The Court voted 2 -1 in favour of labour groups and unions who challenged the 2019 law.
Ontario Premier Doug Ford’s Progressive Conservative government enacted the law in 2019 as a measure to reduce a deficit. Claiming that the salary cap on unionized and non-unionized public sector workers would save the province $9.7 billion.
“We urge Doug Ford to end his attacks on the very people we need to fix Ontario’s worsening health-care system,” CUPE Ontario Council of Hospital Unions and SEIU Healthcare presidents wrote in response to the bill.
Bill 124 twice ruled unconstitutional
Labour unions first challenged the Bill 124 in September 2022, claiming the law was unconstitutional since it would invalidate collective bargaining power of workers.
“Bill 124 represents a blatant attack on free and fair collective bargaining,” said Patty Coates, president of the Ontario Federation of Labour. “It interferes with this constitutional right, and tips the scales in favour of employers even before the parties sit down at the bargaining table together.”
In November 2022 the Superior Court of Justice declared Bill 124 “void and of no effect”, which the Ontario government appealed.
Today’s decision rejects that appeal. The Court wrote that while governments are entitled to control wage increases at certain levels, the processes used are what’s at issue.

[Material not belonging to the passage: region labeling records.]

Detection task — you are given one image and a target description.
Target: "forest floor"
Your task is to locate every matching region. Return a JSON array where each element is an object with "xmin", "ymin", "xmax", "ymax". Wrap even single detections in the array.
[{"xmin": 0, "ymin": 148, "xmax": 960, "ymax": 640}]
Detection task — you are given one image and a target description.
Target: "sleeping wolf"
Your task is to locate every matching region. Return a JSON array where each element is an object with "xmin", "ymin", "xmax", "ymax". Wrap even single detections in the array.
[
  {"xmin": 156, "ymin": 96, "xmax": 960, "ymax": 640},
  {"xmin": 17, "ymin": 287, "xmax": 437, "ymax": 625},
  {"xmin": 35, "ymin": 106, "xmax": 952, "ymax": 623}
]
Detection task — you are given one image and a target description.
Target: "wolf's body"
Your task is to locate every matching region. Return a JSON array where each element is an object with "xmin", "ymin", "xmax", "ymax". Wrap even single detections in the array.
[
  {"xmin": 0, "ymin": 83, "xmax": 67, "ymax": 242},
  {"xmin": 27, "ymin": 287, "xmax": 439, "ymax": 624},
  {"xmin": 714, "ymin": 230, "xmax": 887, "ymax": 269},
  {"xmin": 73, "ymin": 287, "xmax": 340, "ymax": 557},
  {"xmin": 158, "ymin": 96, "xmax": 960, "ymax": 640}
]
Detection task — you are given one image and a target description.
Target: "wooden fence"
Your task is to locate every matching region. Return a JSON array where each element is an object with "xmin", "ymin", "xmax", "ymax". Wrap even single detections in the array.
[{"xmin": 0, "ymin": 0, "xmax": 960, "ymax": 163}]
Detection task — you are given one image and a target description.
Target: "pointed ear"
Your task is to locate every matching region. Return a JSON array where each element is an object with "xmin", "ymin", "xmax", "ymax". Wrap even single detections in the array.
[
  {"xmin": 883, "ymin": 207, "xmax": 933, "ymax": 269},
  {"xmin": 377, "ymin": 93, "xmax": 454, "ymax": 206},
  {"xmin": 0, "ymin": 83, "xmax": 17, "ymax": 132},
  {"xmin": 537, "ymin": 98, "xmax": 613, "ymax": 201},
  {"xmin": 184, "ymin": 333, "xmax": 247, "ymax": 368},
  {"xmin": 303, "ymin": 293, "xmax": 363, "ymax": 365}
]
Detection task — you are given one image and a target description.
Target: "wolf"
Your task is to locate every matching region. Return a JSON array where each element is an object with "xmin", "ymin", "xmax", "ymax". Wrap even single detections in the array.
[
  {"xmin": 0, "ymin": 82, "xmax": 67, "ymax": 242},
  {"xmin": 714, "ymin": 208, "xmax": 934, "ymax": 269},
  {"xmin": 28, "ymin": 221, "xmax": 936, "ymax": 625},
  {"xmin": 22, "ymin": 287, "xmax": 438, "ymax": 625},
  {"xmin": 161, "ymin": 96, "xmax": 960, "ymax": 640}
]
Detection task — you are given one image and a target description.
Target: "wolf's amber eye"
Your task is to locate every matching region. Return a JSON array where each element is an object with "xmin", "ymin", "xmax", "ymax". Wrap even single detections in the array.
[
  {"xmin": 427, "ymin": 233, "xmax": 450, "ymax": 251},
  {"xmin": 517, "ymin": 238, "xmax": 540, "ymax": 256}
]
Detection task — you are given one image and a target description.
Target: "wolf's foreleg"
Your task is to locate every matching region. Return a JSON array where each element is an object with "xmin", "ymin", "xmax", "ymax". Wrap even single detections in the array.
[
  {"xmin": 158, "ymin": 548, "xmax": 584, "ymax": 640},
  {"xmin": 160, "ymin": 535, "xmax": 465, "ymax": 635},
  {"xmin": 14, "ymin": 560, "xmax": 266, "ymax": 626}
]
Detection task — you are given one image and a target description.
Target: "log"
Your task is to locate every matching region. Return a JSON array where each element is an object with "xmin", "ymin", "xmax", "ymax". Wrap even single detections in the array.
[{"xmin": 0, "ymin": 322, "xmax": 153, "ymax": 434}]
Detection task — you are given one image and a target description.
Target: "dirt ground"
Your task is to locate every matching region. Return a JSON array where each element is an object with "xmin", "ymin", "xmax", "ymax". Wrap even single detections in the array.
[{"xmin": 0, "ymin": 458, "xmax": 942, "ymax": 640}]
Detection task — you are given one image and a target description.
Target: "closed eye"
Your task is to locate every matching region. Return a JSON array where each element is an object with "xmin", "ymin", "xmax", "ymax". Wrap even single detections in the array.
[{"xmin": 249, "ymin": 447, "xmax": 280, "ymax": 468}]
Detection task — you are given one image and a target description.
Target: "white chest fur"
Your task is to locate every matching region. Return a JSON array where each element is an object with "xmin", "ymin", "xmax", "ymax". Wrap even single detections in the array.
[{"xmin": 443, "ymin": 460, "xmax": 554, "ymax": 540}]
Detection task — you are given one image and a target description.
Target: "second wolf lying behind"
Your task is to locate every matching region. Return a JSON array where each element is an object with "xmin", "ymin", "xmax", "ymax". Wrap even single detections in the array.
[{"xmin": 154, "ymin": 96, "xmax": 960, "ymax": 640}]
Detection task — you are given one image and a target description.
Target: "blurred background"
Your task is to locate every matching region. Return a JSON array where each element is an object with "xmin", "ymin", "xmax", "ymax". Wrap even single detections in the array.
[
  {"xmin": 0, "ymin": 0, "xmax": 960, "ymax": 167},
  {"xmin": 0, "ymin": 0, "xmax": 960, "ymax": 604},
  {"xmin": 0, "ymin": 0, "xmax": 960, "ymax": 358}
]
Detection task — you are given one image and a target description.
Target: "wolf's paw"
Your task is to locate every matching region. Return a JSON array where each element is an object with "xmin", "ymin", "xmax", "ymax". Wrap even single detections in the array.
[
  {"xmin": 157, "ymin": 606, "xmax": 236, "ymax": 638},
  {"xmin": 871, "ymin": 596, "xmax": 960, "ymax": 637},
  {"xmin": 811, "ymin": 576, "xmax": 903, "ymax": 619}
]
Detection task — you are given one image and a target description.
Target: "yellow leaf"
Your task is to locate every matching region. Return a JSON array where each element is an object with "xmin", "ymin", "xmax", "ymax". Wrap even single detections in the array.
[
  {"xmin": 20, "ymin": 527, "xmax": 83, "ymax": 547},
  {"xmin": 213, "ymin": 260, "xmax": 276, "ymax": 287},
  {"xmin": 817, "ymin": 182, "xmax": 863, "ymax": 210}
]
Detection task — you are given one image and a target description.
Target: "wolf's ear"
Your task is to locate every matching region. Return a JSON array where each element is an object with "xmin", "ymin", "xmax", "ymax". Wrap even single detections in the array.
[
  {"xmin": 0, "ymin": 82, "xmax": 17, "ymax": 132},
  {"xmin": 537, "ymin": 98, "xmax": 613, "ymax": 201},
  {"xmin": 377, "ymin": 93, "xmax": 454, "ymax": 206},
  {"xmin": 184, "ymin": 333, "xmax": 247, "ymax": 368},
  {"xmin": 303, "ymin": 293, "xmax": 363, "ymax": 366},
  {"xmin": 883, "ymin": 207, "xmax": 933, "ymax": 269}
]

"Ontario has not been able to explain why wage restraint could not have been achieved through good faith bargaining," wrote the court in its decision.
Labour groups awarded retroactive wages after Bill 124
Through arbitration, certain labour groups have already been granted retroactive wage increases; on Friday Ontario elementary and high school teachers were awarded a 2.75% wage increase for 2021 – 2022, CTV News reported.
“This decision reinforces what we have known all along; our members have been underpaid and undervalued for years while the Progressive Conservatives underfunded public education and shortchanged Ontario’s students,” said Ontario Secondary School Teacher’s Federation president Karen Littlewood in a statement.